In [None]:
!pip install topmine

In [None]:
!python -m spacy download en_core_web_sm

In [7]:
from topmine.phrase_mining import PhraseMining
from topmine.phrase_lda import PhraseLDA
from pathlib import Path
import time
import json
import spacy

### Data preprocessing

In [None]:
in_path = 'Data/Stems'
doc_list = []
doc_names = []

for folder in Path(in_path).iterdir():
    num = folder.stem
    folder_path = Path(in_path + '/' + num)

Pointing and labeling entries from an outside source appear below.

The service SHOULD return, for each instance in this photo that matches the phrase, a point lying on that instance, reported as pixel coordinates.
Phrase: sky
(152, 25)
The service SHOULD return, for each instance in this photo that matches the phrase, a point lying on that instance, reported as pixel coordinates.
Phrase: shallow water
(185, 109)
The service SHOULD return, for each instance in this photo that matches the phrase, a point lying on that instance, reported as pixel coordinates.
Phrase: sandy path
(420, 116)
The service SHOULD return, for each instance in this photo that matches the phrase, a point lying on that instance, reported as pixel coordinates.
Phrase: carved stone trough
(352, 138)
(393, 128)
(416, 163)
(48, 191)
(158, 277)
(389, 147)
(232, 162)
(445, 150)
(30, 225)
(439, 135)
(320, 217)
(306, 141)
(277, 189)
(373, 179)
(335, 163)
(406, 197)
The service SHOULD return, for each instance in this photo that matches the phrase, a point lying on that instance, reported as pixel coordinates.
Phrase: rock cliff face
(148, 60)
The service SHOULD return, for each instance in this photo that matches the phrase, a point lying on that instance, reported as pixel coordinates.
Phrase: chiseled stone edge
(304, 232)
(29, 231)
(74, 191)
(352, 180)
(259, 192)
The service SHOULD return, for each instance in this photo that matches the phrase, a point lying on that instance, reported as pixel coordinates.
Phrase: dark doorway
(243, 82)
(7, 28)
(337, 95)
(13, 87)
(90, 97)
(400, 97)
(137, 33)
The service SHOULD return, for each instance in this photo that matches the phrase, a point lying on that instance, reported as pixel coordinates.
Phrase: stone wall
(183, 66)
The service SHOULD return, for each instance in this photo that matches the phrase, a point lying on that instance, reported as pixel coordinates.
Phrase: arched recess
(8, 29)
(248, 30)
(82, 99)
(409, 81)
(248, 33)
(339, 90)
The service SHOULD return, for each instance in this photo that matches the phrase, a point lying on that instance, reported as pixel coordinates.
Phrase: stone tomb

    for item in Path(folder_path).iterdir():
        doc_names.append(item.name[:-4])
        with open(item, 'r', errors="ignore") as fin:
            text = fin.readline()
            doc_list.append(text)

### PhraseMining

In [None]:
a = PhraseMining(doc_list, max_phrase_size=4)
start = time.time()
partitioned_docs, index_vocab = a.mine()
stop = time.time()
print(stop - start)

### PhraseLDA

In [None]:
model = PhraseLDA(partitioned_docs=partitioned_docs, index_vocab=index_vocab, num_topics=20, iterations=100, optimization_iterations=10)

start = time.time()
lda = model.run()
stop = time.time()

print(stop - start)

### Getting a list of topic phrases

#### Getting document topics

In [11]:
doc_phrase_topics = lda[0]

In [12]:
topics = []
for doc_topic_counts in model.__dict__['n_d_t_phrases']:
    max_count = max(doc_topic_counts)
    topics.append(doc_topic_counts.index(max_count))

#### Getting the final results

In [None]:
doc_phrases = []
nlp = spacy.load('en_core_web_sm')

for doc_id in range(len(doc_list)):
    doc_phrases.append([])
    for phrase_id in range(len(doc_phrase_topics[doc_id])):
        if len(partitioned_docs[doc_id][phrase_id]) == 1 and doc_phrase_topics[doc_id][phrase_id] == topics[doc_id]:
            phrase_index = partitioned_docs[doc_id][phrase_id][0]
            phrase = nlp(index_vocab[phrase_index])[0].lemma_
            doc_phrases[doc_id].append(phrase)
    doc_phrases[doc_id].sort()

### Calculating metrics

In [33]:
answers = None

with open("Data/Answers.json", 'r') as f:
    answers = json.load(f)

In [None]:
N = len(doc_phrases)

accuracy = 0.0
precision = 0.0
recall = 0.0

for i in range(N):
    doc_name = doc_names[i][:8]
    TP, FN = 0, 0
    for word in answers[doc_name]:
        if word in doc_names[i]:
            TP += 1
        else:
            FN += 1
    FP = len(doc_names[i]) - TP
    precision += TP / (TP + FP)
    recall += TP / (TP + FN)

precision /= N
recall /= N
F1_score = 2 * precision * recall / (precision + recall)